La lectura del evangelio de hoy me hace pensar en la oración. En el diálogo final la gente le pregunta a Jesús: “Maestro, ¿cuándo has venido aquí?”. Esa preocupación por su persona, en seguida es desenmascarada. Buscan al Señor porque se han saciado, pero no han reconocido el signo de la multiplicación.

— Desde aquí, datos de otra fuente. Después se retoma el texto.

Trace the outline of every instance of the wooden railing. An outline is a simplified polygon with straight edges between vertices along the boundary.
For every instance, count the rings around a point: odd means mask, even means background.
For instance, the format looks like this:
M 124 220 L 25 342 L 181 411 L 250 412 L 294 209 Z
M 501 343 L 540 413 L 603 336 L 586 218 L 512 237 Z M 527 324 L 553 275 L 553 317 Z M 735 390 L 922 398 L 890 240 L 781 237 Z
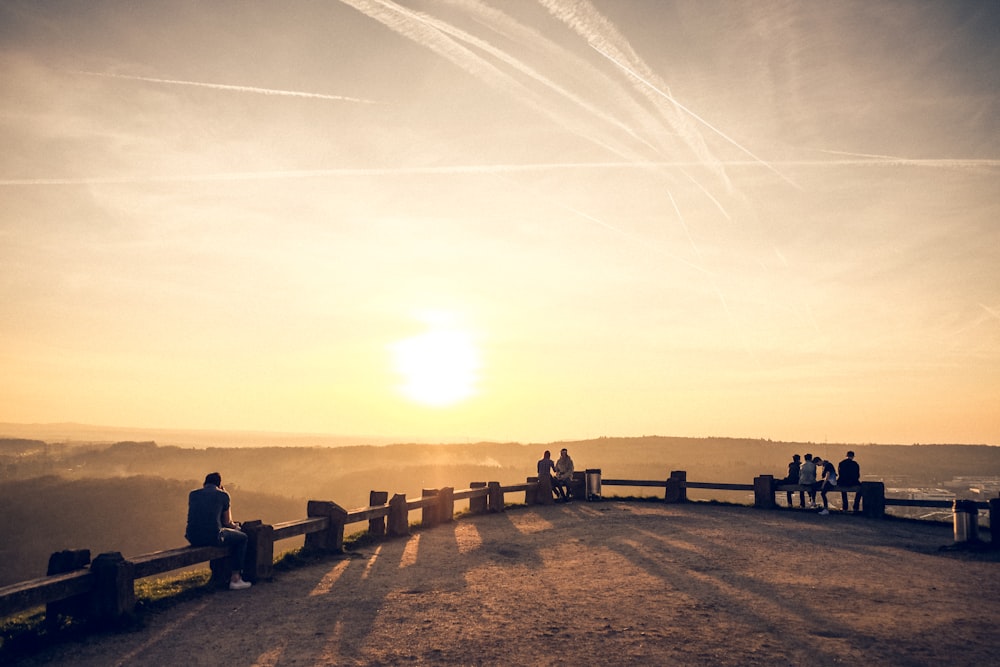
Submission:
M 396 495 L 388 502 L 347 511 L 336 503 L 309 501 L 304 519 L 272 525 L 261 521 L 246 521 L 242 529 L 248 535 L 247 563 L 244 576 L 250 581 L 269 579 L 273 574 L 274 544 L 280 540 L 305 536 L 306 546 L 337 552 L 343 548 L 344 527 L 367 521 L 368 532 L 396 537 L 409 533 L 409 514 L 423 510 L 422 526 L 450 521 L 457 500 L 468 500 L 473 513 L 503 511 L 505 494 L 524 492 L 533 501 L 538 483 L 501 486 L 499 482 L 473 482 L 468 489 L 450 488 L 424 490 L 417 499 L 407 500 Z M 386 498 L 385 492 L 372 492 L 372 497 Z M 74 569 L 53 572 L 58 555 L 71 555 Z M 87 616 L 98 623 L 114 623 L 127 617 L 135 607 L 134 584 L 137 579 L 208 562 L 212 579 L 226 582 L 231 565 L 229 550 L 221 546 L 179 547 L 155 551 L 125 559 L 118 552 L 98 555 L 90 562 L 86 550 L 61 552 L 50 560 L 50 574 L 45 577 L 0 587 L 0 617 L 46 605 L 47 616 L 63 614 Z M 58 566 L 57 566 L 58 567 Z
M 674 471 L 666 480 L 602 479 L 600 470 L 587 470 L 574 474 L 570 485 L 577 498 L 595 500 L 601 497 L 602 486 L 659 487 L 664 489 L 664 502 L 686 502 L 688 489 L 721 491 L 752 491 L 754 506 L 771 509 L 777 507 L 774 494 L 778 486 L 770 475 L 754 478 L 753 484 L 728 484 L 691 482 L 685 471 Z M 372 491 L 370 504 L 354 510 L 345 510 L 329 501 L 310 500 L 306 518 L 267 525 L 261 521 L 244 522 L 242 528 L 248 535 L 247 568 L 244 577 L 262 581 L 273 576 L 274 544 L 280 540 L 305 536 L 308 549 L 339 552 L 343 549 L 344 528 L 349 524 L 368 522 L 368 533 L 373 536 L 398 537 L 409 534 L 410 512 L 421 510 L 422 527 L 452 521 L 455 502 L 469 501 L 469 512 L 482 514 L 502 512 L 506 496 L 524 493 L 526 504 L 553 502 L 550 485 L 529 477 L 523 484 L 501 486 L 499 482 L 473 482 L 467 489 L 424 489 L 421 497 L 407 500 L 405 495 L 392 498 L 388 493 Z M 872 517 L 885 514 L 887 505 L 906 507 L 951 507 L 950 501 L 910 500 L 885 497 L 881 482 L 863 482 L 863 513 Z M 1000 545 L 1000 498 L 975 503 L 976 509 L 989 509 L 991 544 Z M 57 559 L 56 556 L 70 558 Z M 69 572 L 53 572 L 53 562 L 73 563 Z M 89 552 L 60 552 L 50 560 L 50 574 L 0 588 L 0 617 L 46 605 L 48 620 L 61 615 L 85 617 L 98 625 L 115 625 L 126 620 L 135 608 L 135 581 L 191 565 L 208 562 L 212 580 L 222 584 L 230 575 L 229 551 L 226 547 L 179 547 L 165 551 L 135 556 L 129 559 L 118 552 L 98 555 L 90 562 Z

Este texto me lleva a pensar cuántas veces no habré juzgado las acciones de Dios en mi vida desde la superficialidad, sin reconocer lo profundo que subyace en todos los acontecimientos de la vida. Recuerdo a una muchacha que, al cabo de unos años, me decía: “ahora entiendo la muerte de mi padre”. Entender no significa liberarse del dolor sino comprender que todo se encuadra en un sentido más grande. Abrirse, como señala Jesús, a lo que tiene validez de eternidad. Porque continuamente podemos quedarnos sólo en lo que perece.

Alguno podría pensar que entonces no nos interesa nada de lo humano. No es así. Sabemos que Jesús multiplicó los panes porque sintió lástima de una multitud cansada y hambrienta. Sin embargo en aquel milagro no quería sólo satisfacer una necesidad natural, sino conducir a aquellos hombres a tener hambre de la vida eterna. Jesús no sólo no se desentiende de las necesidades de los hombres, sino que atiende al deseo más profundo que hay en el corazón de cada uno de nosotros. De ahí que en su diálogo con aquellos hombres, que se renueva cada día con cada uno de nosotros, les exhorte a preocuparse por lo que no perece.

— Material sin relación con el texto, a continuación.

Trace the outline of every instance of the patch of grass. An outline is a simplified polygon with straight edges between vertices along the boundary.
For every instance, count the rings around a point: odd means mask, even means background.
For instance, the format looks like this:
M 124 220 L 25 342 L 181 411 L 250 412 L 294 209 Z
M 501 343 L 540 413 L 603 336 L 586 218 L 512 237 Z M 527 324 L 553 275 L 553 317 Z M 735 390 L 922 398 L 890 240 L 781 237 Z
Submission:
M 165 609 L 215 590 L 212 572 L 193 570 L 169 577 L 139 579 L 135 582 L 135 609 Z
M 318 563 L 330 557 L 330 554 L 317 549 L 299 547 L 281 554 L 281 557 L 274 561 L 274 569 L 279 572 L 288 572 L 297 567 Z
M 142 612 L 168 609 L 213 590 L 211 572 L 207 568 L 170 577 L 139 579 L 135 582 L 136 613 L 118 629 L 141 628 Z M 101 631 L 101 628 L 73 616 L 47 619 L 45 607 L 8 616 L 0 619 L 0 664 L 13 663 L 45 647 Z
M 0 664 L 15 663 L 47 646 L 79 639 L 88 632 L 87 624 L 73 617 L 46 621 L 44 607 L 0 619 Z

En todas las cosas hay algo que no perece. No pertenece a la estructura de la materia, sino a la manera que tenemos de tratarlo. Un día leí en algún sitio que una persona, recogiendo un papel del suelo, puede estar salvando almas. Porque más allá de la acción material está el amor con que se hacen las cosas. Y en ese amor reside el valor. Es el peso de las acciones de que hablaba san Agustín.

Para vivir ese amor, Jesús nos indica lo que hay que hacer: “la obra que Dios quiere es ésta: que creáis en el que él ha enviado”. En el fundamento de todo está la fe. En el lema de la próxima Jornada Mundial de la Juventud, que ha de tener lugar en Madrid, se recuerda un texto de san Pablo en el que se dice: “arraigados en Cristo, firmes en la fe”. Para toda obra buena, en la línea de cumplir la voluntad de Dios, es imprescindible partir de la fe. Por esta tenemos una mirada sobre el mundo que es la de Jesucristo. Por la fe, también, depositamos nuestra confianza en Él y, por tanto, podemos vencer todas las contrariedades sobreponiéndonos al mal con abundancia de bien.

Desde la fe podemos leer más allá de los acontecimientos exteriores y toda la realidad nos revela un sentido más profundo. Por él reconocemos un signo que ya no nos sacia sólo exteriormente, sino que inunda nuestro corazón. Por la fe se hace perceptible la presencia del Señor en medio de nosotros y, reconociéndola, somos capacitados para realizar obras grandes.

Que la Virgen María, la mujer creyente que abrió totalmente su corazón a Dios, nos ayude a aumentar nuestra fe en su Hijo Jesús y nos acompañe en el camino de la vida.